Rogério Nogueira CEO e Lucia Bilro CETO da empresa Watgrid no Creative Science Park em Aveiro.
(Pedro Correia/Global Imagens)
Rogério Nogueira CEO e Lucia Bilro CETO da empresa Watgrid no Creative Science Park em Aveiro. (Pedro Correia/Global Imagens)

Winegrid rastreia produção de vinho desde a prensa até ao engarrafamento.

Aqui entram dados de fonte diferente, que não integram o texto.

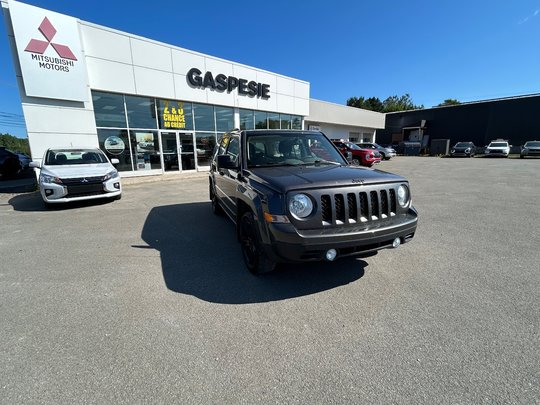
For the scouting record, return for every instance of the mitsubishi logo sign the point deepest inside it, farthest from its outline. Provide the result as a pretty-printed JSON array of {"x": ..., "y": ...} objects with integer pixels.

A próxima vez que degustar um bom copo de vinho, saiba que por detrás pode estar a tecnologia WineGrid, desenvolvida pela Watgrid a partir das suas instalações no Parque de Ciência e Inovação, em Ílhavo.
A empresa foi criada em 2014, no seguimento de trabalhos iniciados em meio académico por Rogério Nogueira, professor na Universidade de Aveiro, e Lúcia Bilro, aluna de doutoramento. Desenvolviam tecnologia para monitorizar líquidos e, inicialmente, estudaram a viabilidade do produto para aplicação em água. Mas à medida que o projeto evoluía, perceberam que tinha características interessante que poderiam ser aplicadas no mercado do vinho.

O que é o Winegrid?
Acontece que, desde a prensa à fermentação e à fase de estágio, o vinho passa por várias fases. Em cada uma delas, há diferentes parâmetros que é importante controlar para se ter um produto de qualidade. “Nós desenvolvemos sensores de cinco parâmetros que são críticos em várias fases de produção de vinho: a temperatura, o nível, a densidade, a cor e a turvação”, explica a investigadora Lúcia Bilro.
Na fase da prensa, por exemplo, é preciso controlar a cor e a turvação. Na fermentação é a densidade e a temperatura (a densidade é o parâmetro que permite perceber a degradação de açúcar e produção de álcool). Na fase de estágio, um dos parâmetros mais importantes é a redução de nível dentro da barrica, que decorre devido a trocas gasosas ou fenómenos relacionados com a madeira.

“Com este produto, é possível digitalizar os diferentes processos, permitindo a rastreabilidade desde que a uva chega à adega até que o vinho está pronto para ser engarrafado, em tempo real”, acrescenta Lúcia Bilro. É assim possível acompanhar as diferentes necessidades em cada fase da produção e retirar trabalho aos enólogos e técnicos, que têm de fazer trabalhos rotineiros de testes e provas e deslocações propositadas para controlar as etapas de produção.

“Com a monitorização digital”, reforça Rogério Nogueira, “poupa-se tempo, evitam-se erros e consegue-se um controlo transversal e integrado mais apurado”. “Trouxemos um conjunto de sensores inovadores que permitem, pela primeira vez, digitalizar e monitorizar o que está a acontecer na cuba de fermentação. Isto tira ao enólogo a necessidade de retirar amostras para ver o estado atual do açúcar e do álcool. E é um processo remoto, retira a carga do enólogo ter de se deslocar à adega para estar a controlar ou operacionalizar”, sublinha Rogério Nogueira.

Mediante estas informações, o enólogo consegue, à distância, saber o que está a acontecer na cuba e manter ou alterar o plano de produção, garantindo a qualidade do vinho.

Os sensores são um hardware único, com grande robustez mecânica e materiais que não estragam o perfil aromático do vinho, garantem os investigadores, que lideram uma equipa de 14 pessoas.

O Winegrid chegou ao mercado no ano passado, ainda em pequena escala. Este ano está a ser lançado numa escala maior, e já tem clientes de renome em Portugal e em França, e está a ser testado em Itália.
A Watgrid está a negociar acordos de distribuição com grandes players mundiais na área, e também a desenvolver novos produtos para a gama do vinho e para outras áreas, como águas residuais, aquacultura e líquidos industriais.